F5 report shows enterprises bringing AI inference in-house

F5 report shows enterprises bringing AI inference in-house

by Christian de Looper
F5

The 2026 F5 State of Application Strategy report highlights a massive shift toward decentralized AI production

In sum – what we know:

  • The inference explosion – 77% of enterprises now prioritize inference over training, with the average organization managing or evaluating seven different AI models simultaneously.
  • A hybrid reality – Infrastructure is increasingly decentralized, with 86% of organizations distributing AI applications across on-premises, public cloud, and colocation sites to avoid provider lock-in.
  • The telco opportunity – Telecommunications providers are positioned as ideal orchestration partners due to their experience in intelligent routing, latency reduction, and securing complex, multi-tenant networks.

F5 has released its 2026 State of Application Strategy (SOAS) Report, surveying hundreds of enterprise IT and security leaders worldwide. The headline finding is that AI inference has crossed the line from experimental workload to production reality, and enterprises are overwhelmingly choosing to run it themselves — rather than outsourcing it to hyperscalers.

What makes the report interesting isn’t just the scale of that shift, but what it implies about who gets to play a role in the infrastructure underneath it. F5 is pointedly positioning telecommunications companies as critical partners for enterprises wrestling with the messy, decentralized reality of AI workloads spread across clouds, colos, and on-prem data centers. 

Enterprise AI infrastructure complexity

Some 77% of organizations now identify inference, not model training, as their dominant AI activity, and the average enterprise is running or actively evaluating seven AI models simultaneously. 

Where those models live is the harder part. 93% of surveyed organizations operate in hybrid multicloud environments, and 86% distribute their applications across on-premises, public cloud, and colocation facilities. More than half (52%) are actively chaining or orchestrating multiple AI models together, meaning a single request may need to hop between models hosted in entirely different environments. Every inference request becomes a routing decision weighed against cost, accuracy, availability, latency, and geographic distribution. Multiply that across seven models and three or four infrastructure tiers, and the traffic management problem starts to look less like application delivery and more like running a small network.

Telcos in traffic management

Managing multi-model routing across distributed infrastructure isn’t a new problem in principle — it’s a close cousin of the CDN load balancing and failover work telcos have been doing for decades. The mechanics map over reasonably well: intelligent routing, performance optimization, and graceful failover across geographically distributed nodes.

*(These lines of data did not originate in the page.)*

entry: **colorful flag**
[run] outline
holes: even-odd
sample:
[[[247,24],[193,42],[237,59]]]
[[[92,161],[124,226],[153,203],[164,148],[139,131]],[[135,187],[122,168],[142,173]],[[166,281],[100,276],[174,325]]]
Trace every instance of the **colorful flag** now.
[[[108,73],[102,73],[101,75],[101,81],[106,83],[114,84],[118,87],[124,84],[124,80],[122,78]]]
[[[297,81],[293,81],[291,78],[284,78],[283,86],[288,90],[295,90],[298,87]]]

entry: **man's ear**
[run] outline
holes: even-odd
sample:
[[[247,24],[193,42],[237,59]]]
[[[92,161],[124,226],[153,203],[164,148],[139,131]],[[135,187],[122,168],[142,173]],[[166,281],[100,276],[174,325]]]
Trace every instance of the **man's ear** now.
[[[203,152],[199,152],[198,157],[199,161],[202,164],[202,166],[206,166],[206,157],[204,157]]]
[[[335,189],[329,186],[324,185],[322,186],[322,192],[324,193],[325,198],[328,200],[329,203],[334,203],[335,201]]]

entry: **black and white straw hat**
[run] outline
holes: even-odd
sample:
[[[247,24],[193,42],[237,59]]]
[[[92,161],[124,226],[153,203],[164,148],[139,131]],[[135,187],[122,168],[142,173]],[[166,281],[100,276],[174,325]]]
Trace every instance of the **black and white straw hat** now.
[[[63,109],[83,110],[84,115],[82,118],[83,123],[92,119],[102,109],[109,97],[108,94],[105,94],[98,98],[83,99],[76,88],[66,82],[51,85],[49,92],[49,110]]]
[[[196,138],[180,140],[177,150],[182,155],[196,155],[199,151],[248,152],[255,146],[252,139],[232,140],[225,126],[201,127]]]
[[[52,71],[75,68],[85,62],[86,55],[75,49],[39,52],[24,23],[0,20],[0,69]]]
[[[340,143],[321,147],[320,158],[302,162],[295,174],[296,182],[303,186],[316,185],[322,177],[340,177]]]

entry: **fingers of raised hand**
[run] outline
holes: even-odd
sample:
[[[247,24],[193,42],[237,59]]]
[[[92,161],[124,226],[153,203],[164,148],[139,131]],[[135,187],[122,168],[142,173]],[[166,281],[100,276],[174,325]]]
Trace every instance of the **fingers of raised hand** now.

Telcos also bring direct experience managing hybrid cloud and on-premises integrations across distributed data centers, which is precisely the topology enterprise AI is settling into. And there’s the issue of latency on top of that. Direct network integration via telcos offers intelligent edge placement that can reduce inference latency in ways cloud-only routing simply can’t match. Quality-of-Service capabilities, long a telco strength, let inference traffic be prioritized based on specific business requirements rather than treated as generic HTTP traffic. Whether enterprises actually route their AI through telcos at scale is another question, but the capability alignment is hard to argue with.

Security and governance

The security piece of the report is a little alarming. Over 90% of organizations say production-level agentic AI introduces significant new security challenges, including credential stuffing and difficulties auditing what AI agents actually do. New control points are emerging at the prompt and token layers — 29% of organizations identify prompts as a top delivery mechanism and control point, and 23% prioritize token layers for delivery and security. These are new surfaces, and the tooling to govern them is still catching up.

Enterprises are responding with what they know. 55% cite authentication management for AI services and API access as their primary security strategy, and observability across distributed models ranks second. Both are problems telcos have been solving at scale for a long time. Multi-tenant, multi-cloud security, authentication, and compliance infrastructure is basically table stakes for a carrier, and that native capability maps cleanly onto what enterprises are now trying to bolt onto their AI governance stacks.

A telco AI strategy

Telcos are shifting from pure connectivity providers into infrastructure orchestration partners for enterprise AI. That’s a different kind of business, and it plays to different strengths. Enterprises increasingly wary of locking themselves into a single public cloud provider for their AI stack are looking around for alternatives, and telcos are one of the few categories of player with the footprint, the network, and the operational discipline to credibly fill that role.

There’s also a feedback loop worth noting. 67% of organizations use AI to accelerate IT operations automation, and 66% use it to automatically adjust policies and configurations. AI is being used to manage the infrastructure that’s running AI, which only raises the stakes on reliability and observability at the infrastructure layer.

The competitive differentiator for telcos is providing reliable, secure, managed inference delivery infrastructure. Whether most carriers actually reorient themselves to capture that opportunity is a separate question. But F5’s report makes a reasonably convincing case that the opening is there.